A brevet is a timed event, with time cuts for intermediate "control" points as well as the ride finish. You do not have to be very fast to finish within the time cut (13.5 hours for 200km), but you need to keep going at a modest pace. Elapsed time, rather than time in the saddle, is what counts ... so those food stops are on the clock.
On a supported century, volunteers provide you with food and drink at intermediate points along the ride. On a brevet, you stop at markets. Typically you buy food and get your brevet card signed at the same stop. Remember, you're on the clock, so don't dally too long unless you're a fast rider.
In addition to food stops, century ride support typically includes a sag wagon.

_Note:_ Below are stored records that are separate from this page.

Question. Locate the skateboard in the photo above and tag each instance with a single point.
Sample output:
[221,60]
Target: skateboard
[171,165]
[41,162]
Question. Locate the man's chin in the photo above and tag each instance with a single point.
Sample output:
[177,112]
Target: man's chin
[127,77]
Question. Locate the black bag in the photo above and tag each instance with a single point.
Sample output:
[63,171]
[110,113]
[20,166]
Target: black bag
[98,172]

Occasionally a brevet may feature support at a remote intermediate point where markets are not available, but usually you are on your own, and sag support is unknown. In fact, there is a rule against receiving help from a person other than rider on the same brevet, except at designated control points.
You get a cue sheet for your century ride, and you get a cue sheet for your brevet ... so far so similar. But the supported century ride probably features road markings or even volunteers pointing the way. The brevet route is not specially marked ... you'll have to read the cue sheet and navigate.
The fee for a century ride covers a variety of support expenses, such as the sag wagons and food stops, and often includes a portion for charity and advocacy work of the sponsoring club. The fee for a brevet is usually much less, covering insurance and the minimal support provided, typically including a snack at ride end. A typical fee for a 200km brevet might be $15 or even less. Longer brevets, especially with overnight stops, may cost more.
Supported centuries typically take place entirely in daylight hours. A 200km brevet may take place entirely in daylight in the summer, but most brevets either start before dawn or extend beyond sunset (and some even start in the evening). Whenever a brevet is not entirely within daylight hours, a randonneur is required to have adequate lighting and reflective gear, as spelled out in article 10 of the Rules for Riders. Note in particular that lights must be attached to the vehicle (the bicycle); lights attached to the rider are not sufficient.
Supported centuries are nominally "rain or shine", but in practice centuries are scheduled in periods where "shine" is a reasonable expectation. The brevet season starts earlier in the year, and often extends further into fall. Randonneurs in the northwest are accustomed to riding long distances in the rain.
The bicycle you use for a supported century will also work for a 200km brevet, provided you have lights if the ride will take place partly in low light or darkness. However, you'll notice that a lot of randonneurs are riding bicycles with fenders, generator lights, and front or back racks. You'll see a lot of handlebar bags, which serve both to hold the cue sheet and to feed the randonneur between controls. Many randonneur bicycles will sport fatter tires than racing bicycles, and randonneurs will be wearing shoes that make walking practical.